Catégorie : COLIBRI

Early Science Observations with DDRAGO on COLIBRÍ

Early Science Observations with DDRAGO on COLIBRÍ

Our teams have made significant advances in commissioning of the DDRAGO instrument on the COLIBRÍ telescope. Although much remains to be done and there are important limitations, the telescope and instrument are already producing science-quality data.

Our medium-term plan is to have the telescope and instrument fully commissioned and operational before the start of the 2025B semester and to offer time to the Mexican and French communities through their respective Time Allocation Committees.

However, as we move towards this goal, and in consultation with INSU/CNRS and the Director of the Instituto de Astronomía, we have decided to offer early science time to our communities in a limited, shared-risk manner.

Some important points to consider are:

  • The instrument and telescope are not yet fully commissioned. This means that certain components are either not working, not yet integrated, not tuned, not characterized, not documented, and not fully understood. These limitations are presented in more detail below. We expect to resolve all of these limitations before the 2024B semester.
  • The main focus of the engineering teams will be to continue to work to commission and document the instrument, telescope, pipeline, scheduler, and other components.
  • Nevertheless, we aim to schedule 1 hour per night for projects from the Mexican community and 1 hour per night for projects from the French community. We will attempt this on a best-effort and shared-risk basis, on the understanding that commissioning tasks and the transient science program may take priority, and with the warning that the instrument is not yet fully characterized.
  • The available time is very limited. As we progress with commissioning, we may be able to increase the time available.
  • We request that proposers have patience with us as we work out appropriate procedures.

How To Request Early Science Time

Proposers should prepare a 1-page request in PDF:

  • Each request should have a title and a date.
  • Half of the page should be a scientific description, largely so that the science operations team can understand the science aims of the observations and thereby program them out in an appropriate manner.
  • The other half should be a technical description, including target coordinates, exposure and filter sequences, and cadences for repeats.
  • If need be, additional pages can include figures.

While both individuals and groups may send requests, each request should clearly indicate a single technical contact person and give their email address; all correspondence will be with this person.

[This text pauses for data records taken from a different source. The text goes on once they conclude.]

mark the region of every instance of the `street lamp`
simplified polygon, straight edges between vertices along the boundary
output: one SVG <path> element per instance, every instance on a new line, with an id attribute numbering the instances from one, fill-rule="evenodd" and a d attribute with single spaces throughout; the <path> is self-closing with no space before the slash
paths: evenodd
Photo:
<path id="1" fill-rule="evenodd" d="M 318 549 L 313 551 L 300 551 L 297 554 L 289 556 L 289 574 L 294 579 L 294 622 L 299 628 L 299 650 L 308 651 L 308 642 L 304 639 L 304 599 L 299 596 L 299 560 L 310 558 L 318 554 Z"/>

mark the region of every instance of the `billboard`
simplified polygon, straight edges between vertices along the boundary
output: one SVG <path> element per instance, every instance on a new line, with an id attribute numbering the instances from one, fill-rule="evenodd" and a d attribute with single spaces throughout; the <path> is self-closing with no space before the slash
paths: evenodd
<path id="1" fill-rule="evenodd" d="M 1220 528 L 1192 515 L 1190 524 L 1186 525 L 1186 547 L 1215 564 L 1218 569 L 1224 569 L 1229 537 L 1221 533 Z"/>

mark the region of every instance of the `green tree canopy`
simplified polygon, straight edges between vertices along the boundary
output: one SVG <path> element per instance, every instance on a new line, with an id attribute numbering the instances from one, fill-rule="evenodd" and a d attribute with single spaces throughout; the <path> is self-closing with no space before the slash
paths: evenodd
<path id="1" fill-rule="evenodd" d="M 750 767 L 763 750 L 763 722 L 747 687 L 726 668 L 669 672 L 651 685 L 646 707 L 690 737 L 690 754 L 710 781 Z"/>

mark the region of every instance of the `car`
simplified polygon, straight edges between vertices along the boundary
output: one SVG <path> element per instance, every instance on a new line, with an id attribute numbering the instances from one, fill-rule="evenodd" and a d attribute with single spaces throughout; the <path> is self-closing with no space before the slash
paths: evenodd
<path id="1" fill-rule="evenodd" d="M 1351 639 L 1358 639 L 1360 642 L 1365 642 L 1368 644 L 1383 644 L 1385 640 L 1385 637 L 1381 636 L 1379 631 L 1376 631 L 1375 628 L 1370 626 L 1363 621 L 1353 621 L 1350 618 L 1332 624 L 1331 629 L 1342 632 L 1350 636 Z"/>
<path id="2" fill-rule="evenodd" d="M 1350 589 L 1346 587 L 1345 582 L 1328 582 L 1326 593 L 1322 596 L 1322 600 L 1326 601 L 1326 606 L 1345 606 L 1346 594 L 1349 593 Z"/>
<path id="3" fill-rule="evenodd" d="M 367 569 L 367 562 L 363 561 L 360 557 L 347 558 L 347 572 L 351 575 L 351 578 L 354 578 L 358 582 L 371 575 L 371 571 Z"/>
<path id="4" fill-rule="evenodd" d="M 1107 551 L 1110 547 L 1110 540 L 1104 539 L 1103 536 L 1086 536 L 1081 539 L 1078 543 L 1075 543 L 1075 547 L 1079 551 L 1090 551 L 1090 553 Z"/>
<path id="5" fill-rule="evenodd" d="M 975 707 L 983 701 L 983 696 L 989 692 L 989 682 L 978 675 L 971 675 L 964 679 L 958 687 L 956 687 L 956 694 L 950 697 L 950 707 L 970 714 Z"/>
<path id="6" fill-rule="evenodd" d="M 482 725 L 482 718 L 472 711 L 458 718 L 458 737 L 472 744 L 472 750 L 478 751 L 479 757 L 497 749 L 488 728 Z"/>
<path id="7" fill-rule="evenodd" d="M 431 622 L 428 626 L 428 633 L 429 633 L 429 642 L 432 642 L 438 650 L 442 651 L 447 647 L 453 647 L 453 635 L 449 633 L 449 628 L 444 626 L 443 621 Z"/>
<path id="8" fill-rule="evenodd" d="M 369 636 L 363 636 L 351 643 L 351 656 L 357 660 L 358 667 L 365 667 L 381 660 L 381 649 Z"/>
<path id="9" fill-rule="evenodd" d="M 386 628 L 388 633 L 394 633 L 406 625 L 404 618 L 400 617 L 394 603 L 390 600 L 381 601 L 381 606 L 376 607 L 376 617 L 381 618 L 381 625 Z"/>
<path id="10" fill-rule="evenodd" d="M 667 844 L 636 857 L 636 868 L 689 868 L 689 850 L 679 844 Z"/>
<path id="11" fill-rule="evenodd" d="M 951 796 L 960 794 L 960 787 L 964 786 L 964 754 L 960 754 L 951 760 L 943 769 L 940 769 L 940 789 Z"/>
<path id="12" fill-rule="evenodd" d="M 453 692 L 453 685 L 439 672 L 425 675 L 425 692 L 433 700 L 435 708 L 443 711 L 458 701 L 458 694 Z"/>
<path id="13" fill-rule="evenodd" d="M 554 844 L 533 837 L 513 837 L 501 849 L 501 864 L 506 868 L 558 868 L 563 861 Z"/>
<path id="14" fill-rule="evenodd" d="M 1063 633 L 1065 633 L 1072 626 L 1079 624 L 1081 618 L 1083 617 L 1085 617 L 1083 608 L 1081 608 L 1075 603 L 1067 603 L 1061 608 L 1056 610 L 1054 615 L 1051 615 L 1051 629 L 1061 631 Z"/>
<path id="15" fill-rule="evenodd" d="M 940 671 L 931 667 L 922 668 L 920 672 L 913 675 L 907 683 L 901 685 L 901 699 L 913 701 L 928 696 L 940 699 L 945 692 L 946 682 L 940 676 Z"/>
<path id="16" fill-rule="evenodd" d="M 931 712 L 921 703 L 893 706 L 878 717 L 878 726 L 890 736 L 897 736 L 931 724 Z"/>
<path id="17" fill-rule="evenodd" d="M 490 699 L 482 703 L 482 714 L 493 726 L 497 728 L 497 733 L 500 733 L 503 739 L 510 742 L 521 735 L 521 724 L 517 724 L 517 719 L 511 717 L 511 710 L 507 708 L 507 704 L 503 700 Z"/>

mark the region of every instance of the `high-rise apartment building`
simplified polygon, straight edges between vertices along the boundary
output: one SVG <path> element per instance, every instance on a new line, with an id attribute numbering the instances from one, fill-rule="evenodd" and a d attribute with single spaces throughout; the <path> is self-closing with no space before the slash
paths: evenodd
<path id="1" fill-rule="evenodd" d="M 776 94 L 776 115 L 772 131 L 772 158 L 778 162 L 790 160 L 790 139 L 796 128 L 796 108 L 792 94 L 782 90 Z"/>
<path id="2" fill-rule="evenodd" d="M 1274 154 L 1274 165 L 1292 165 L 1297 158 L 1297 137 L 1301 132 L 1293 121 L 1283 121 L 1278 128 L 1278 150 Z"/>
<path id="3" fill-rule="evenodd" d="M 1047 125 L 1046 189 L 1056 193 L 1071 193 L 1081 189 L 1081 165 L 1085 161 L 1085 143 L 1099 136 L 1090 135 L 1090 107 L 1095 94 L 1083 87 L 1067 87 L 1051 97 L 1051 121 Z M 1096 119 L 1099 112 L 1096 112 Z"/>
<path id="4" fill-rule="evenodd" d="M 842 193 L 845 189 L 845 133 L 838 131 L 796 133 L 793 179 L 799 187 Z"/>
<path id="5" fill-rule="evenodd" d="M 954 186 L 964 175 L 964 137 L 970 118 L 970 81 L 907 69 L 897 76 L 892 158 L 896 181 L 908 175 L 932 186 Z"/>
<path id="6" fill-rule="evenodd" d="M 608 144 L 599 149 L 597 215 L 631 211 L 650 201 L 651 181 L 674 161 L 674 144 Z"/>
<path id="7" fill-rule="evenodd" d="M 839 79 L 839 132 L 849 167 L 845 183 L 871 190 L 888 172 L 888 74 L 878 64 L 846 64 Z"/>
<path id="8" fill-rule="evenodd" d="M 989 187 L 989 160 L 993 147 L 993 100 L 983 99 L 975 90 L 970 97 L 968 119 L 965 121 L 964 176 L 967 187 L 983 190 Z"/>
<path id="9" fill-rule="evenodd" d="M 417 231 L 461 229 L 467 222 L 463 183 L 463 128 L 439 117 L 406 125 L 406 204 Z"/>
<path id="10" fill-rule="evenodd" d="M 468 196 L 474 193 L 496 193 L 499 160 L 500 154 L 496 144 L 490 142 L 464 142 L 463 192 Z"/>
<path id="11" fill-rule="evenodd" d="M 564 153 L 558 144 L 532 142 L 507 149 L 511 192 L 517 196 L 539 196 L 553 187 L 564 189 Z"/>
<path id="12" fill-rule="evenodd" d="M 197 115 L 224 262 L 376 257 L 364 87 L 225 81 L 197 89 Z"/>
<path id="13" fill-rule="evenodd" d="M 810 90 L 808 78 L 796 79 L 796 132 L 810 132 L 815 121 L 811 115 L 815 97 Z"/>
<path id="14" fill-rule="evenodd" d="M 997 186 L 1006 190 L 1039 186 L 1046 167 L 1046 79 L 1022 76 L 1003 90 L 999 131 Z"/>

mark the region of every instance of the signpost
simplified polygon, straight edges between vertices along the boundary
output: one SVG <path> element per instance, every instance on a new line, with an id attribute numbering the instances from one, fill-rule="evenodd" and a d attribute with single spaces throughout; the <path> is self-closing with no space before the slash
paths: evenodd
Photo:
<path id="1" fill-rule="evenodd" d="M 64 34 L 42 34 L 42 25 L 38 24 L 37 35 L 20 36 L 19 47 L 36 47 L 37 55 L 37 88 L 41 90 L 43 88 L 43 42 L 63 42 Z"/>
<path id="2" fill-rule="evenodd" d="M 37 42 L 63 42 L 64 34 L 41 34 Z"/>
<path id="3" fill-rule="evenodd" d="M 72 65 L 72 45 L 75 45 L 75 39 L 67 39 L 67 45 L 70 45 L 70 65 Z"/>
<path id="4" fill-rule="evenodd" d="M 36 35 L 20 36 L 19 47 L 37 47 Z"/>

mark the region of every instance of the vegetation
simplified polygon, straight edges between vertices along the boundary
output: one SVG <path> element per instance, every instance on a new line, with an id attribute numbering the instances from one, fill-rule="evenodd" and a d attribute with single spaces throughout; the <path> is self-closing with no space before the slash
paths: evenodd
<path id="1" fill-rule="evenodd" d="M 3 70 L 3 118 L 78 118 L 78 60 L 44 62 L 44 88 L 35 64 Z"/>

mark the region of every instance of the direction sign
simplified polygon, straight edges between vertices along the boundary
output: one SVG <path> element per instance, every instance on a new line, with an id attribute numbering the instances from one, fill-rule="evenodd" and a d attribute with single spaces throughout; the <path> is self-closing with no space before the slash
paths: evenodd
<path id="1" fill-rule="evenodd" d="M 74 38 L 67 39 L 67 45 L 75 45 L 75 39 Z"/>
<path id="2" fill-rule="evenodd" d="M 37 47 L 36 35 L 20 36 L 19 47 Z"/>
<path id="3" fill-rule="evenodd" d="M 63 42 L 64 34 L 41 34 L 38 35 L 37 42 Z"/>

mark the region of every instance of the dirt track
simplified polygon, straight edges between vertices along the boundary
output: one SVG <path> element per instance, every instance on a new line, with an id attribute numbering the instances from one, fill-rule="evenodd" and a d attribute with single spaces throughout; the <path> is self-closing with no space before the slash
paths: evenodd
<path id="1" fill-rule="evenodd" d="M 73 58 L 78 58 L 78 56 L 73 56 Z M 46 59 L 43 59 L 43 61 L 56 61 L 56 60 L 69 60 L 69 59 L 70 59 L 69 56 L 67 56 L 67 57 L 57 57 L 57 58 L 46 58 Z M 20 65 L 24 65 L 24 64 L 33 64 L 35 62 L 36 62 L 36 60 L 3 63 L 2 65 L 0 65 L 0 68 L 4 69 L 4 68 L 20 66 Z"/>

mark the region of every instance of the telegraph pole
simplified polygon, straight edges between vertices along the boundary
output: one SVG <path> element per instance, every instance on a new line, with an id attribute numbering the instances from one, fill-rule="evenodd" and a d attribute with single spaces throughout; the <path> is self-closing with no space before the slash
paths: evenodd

French proposers should send their requests to the COLIBRÍ PI (Dr. Stéphane Basa, stephane.basa_AT_lam.fr).

These persons will forward the proposal to the science operations team. This team may communicate with the technical contact prior to the observations with advice or to seek clarifications. The team will also communicate with the technical contact when the data are available. If there is oversubscription, the science operations team will seek guidance from these persons.

In agreement with the MoU governing COLIBRÍ, the science operations team will treat the requests and data with professional confidentiality. They may examine the data to verify its quality and to characterize the instrument. They will not share the data outside of the science operations and instrument teams.

There is no requirement to include members of the science operations team as authors on any publication that results from these observations. However, we request that any publication cite the telescope and instrument papers and acknowledge the use of DDRAGO and COLIBRÍ; details are in the observing manual linked below.

Observations

The DDRAGO instrument is currently operating as a single-channel imager with a field of 26 arcmin, pixels of 0.38 arcsec, and g, r, i, gri, and B filters.

The transients team currently observes by taking 60 seconds exposures and dithering randomly in a circle of diameter 1 arcmin. This seems to give a good balance between efficiency, reaching the sky limit, being able to form a sky image, and not losing too much image quality to telescope tracking errors. Other strategies are possible, and one of the aims of this shared-risk time is to allow observers to determine the best strategies for their science and to communicate their requirements and experience to us.

We aim to keep individual observing blocks to about 30 minutes of real time (i.e., 24 x 60 second exposures plus overheads). If more data is required, we recommend repeating blocks.

A simple exposure time estimator is here.

A preliminary observing manual is here.

This manual will be updated as the instrument is commissioned.

Current State Of the Instrument and Telescope (25/02/2025)

The current state of the instrument is as follows:

  • The blue (g/r/i/gri/B) channel is operational and works as expected.
  • The red (z/y/zy) channel is not operational. The CCD compressor was damaged during shipping and will need to be repaired by the vendor. It is quite possible that the red channel will not be available before June 2025.
  • We have not yet completed optical alignment of the telescope or the blue CCD. Nevertheless, the instrument has given images with FWHM of 0.8 arcsec in the center of the field. The blue detector seems to be slightly tilted with respect to the focal plane, and the FWHM in our best images degrades to about 1.6 arcsec in the upper-left and lower-right corners of the full 26 arcmin field. We have tentative plans to perform fine alignment of the CCD in March 2025.
  • There is vignetting in the outer two arcmin of two corners of the field as the CCD is not yet centered on the optics. We have tentative plans to center the CCD in March 2025.
  • The automatic data-processing pipeline is still in tuning phase.
  • The scheduler is not yet fully integrated. Observations have to be programmed by hand, which limits flexibility and favors blocks that are simpler to program.